Page:Plaute - Comédies, traduction Sommer, 1876, tome 2.djvu/353

Le texte de cette page a été corrigé et est conforme au fac-similé.

Ma foi, il aurait été mieux inspiré de dormir au logis : il perd sa peine et use des filets avec le temps qu’il fait à présent et qu’il a fait cette nuit. Je ferais bien cuire sur le bout de mon doigt ce qu’il aura pris, tant je vois la mer rouler de grosses vagues. Mais ma femme m’appelle pour dîner, je rentre à la maison ; dans un moment elle me rompra le tympan avec son bavardage.


SCÈNE II. — GRIPUS.


Je rends grâce à Neptune mon patron, à l’habitant des plaines salées et poissonneuses, pour m’avoir laissé sortir en si bon état de son empire, chargé de butin, sans avarie à ma barque qui sur cette mer houleuse m’a enrichi d’une abondante et nouvelle pêche.
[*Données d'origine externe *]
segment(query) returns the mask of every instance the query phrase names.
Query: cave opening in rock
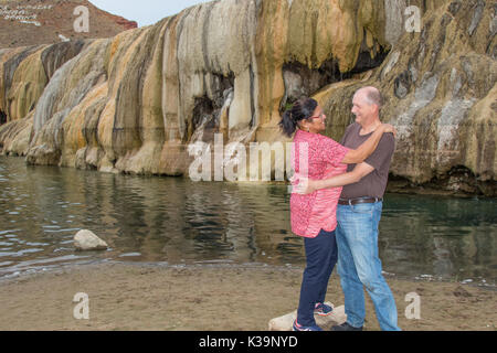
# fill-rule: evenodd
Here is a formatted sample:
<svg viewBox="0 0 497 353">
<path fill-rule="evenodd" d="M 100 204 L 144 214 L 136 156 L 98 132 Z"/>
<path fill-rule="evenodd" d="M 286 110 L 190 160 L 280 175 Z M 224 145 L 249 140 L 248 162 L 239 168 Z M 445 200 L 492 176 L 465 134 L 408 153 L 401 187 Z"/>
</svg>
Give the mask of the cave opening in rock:
<svg viewBox="0 0 497 353">
<path fill-rule="evenodd" d="M 283 79 L 285 83 L 285 96 L 282 99 L 282 113 L 302 97 L 311 97 L 324 87 L 345 79 L 350 79 L 357 74 L 362 74 L 379 67 L 387 58 L 389 51 L 380 46 L 374 57 L 369 51 L 361 51 L 356 66 L 346 73 L 340 72 L 338 61 L 330 58 L 318 68 L 309 68 L 299 62 L 289 62 L 283 65 Z"/>
</svg>

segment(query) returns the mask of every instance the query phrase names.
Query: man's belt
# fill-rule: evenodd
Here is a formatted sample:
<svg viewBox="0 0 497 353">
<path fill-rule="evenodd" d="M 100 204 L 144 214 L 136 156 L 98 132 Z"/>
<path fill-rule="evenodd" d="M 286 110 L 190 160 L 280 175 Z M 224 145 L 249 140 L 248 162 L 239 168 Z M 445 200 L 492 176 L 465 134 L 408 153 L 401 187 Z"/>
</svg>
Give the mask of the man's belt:
<svg viewBox="0 0 497 353">
<path fill-rule="evenodd" d="M 359 197 L 359 199 L 340 199 L 338 200 L 339 205 L 357 205 L 359 203 L 377 203 L 382 202 L 382 197 Z"/>
</svg>

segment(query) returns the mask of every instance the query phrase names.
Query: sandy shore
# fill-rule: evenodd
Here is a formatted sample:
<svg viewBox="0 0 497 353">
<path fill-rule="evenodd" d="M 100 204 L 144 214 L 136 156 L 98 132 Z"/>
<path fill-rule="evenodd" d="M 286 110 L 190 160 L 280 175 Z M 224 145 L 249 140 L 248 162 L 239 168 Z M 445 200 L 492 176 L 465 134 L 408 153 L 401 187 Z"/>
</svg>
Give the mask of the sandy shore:
<svg viewBox="0 0 497 353">
<path fill-rule="evenodd" d="M 303 269 L 99 264 L 0 281 L 0 330 L 267 330 L 296 309 Z M 388 278 L 403 330 L 496 330 L 497 292 L 454 282 Z M 77 292 L 89 319 L 76 320 Z M 421 296 L 421 319 L 408 320 L 405 296 Z M 327 300 L 343 296 L 336 274 Z M 379 330 L 367 299 L 366 330 Z"/>
</svg>

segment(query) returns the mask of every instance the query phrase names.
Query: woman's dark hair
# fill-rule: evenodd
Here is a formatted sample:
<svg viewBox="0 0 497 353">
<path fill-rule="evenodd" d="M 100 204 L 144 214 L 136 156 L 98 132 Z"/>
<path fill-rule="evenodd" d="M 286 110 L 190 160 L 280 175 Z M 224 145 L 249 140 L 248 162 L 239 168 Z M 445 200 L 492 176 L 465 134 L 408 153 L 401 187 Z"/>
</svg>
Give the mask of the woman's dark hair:
<svg viewBox="0 0 497 353">
<path fill-rule="evenodd" d="M 317 106 L 318 103 L 313 98 L 305 97 L 295 101 L 293 107 L 283 114 L 282 121 L 279 121 L 283 133 L 292 137 L 297 130 L 298 121 L 310 118 Z"/>
</svg>

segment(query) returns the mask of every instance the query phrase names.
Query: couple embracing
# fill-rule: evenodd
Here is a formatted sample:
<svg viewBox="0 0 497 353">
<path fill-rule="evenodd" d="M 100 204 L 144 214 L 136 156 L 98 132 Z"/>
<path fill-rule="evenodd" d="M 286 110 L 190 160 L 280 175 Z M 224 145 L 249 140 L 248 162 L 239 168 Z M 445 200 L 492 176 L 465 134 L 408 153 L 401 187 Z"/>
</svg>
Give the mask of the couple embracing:
<svg viewBox="0 0 497 353">
<path fill-rule="evenodd" d="M 377 88 L 359 89 L 352 101 L 356 122 L 347 128 L 341 143 L 319 133 L 326 129 L 327 117 L 311 98 L 296 101 L 279 124 L 288 137 L 295 133 L 292 231 L 304 237 L 306 250 L 295 331 L 321 331 L 314 315 L 332 311 L 325 297 L 337 261 L 347 322 L 332 330 L 362 330 L 363 287 L 380 328 L 400 330 L 378 254 L 382 197 L 395 148 L 394 128 L 380 120 L 382 104 Z M 306 165 L 300 165 L 303 154 Z"/>
</svg>

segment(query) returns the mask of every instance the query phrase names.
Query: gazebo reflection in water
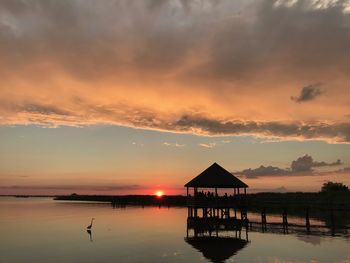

C’est étonnant, c’est incroyable, comme cette pêche m’est gentiment arrivée ; je n’ai pas pris une once de poisson, mais seulement ce que je porte dans ce filet. Il faisait nuit noire quand je me suis levé bravement, préférant le gain au repos et au sommeil ; parle gros de la tempête, j’ai voulu essayer si je pourrais soulager la pauvreté de mon maître et ma servitude ; je n’ai pas épargné ma peine. C’est bien peu de chose qu’un paresseux ; je déteste cette engeance. Il faut veiller quand on veut remplir à temps ses devoirs ; il ne faut pas attendre que le maître vous fasse lever pour travailler. Ceux qui aiment à dormir ne gagnent à se reposer que des gourmades. Mais moi, qui me suis montré actif, j’ai de quoi faire le paresseux si cela me plaît. J’ai trouvé ceci dans la mer, je ne sais ce que c’est, mais que ce soit ce que ça voudra, c’est lourd ; je pense bien qu’il y a de l’or là dedans, et personne ne m’a vu. Voilà une heureuse occasion, Gripus, de te faire affranchir par le préteur et de te tirer du pair. Voici ce que je ferai, voici mon idée ; j’aborderai mon maître finement, adroitement ; je lui offrirai tout doucettement de l’argent pour me racheter. Puis quand je serai libre, je me donnerai une terre, une maison, des esclaves ; je ferai le négoce avec de beaux vaisseaux ; je prendrai rang parmi les gros bonnets ; et puis je me ferai faire un navire pour mon agrément, comme Stratonice[1], et je me promènerai de ville en ville. Quand mon nom sera devenu célèbre, je bâtirai une grande cité : je l’appellerai Gripus, en mémoire de ma renommée et de

  1. Joueur de cithare, du temps de Philippe de Macédoine. Il passa presque toute sa vie à courir de ville en ville.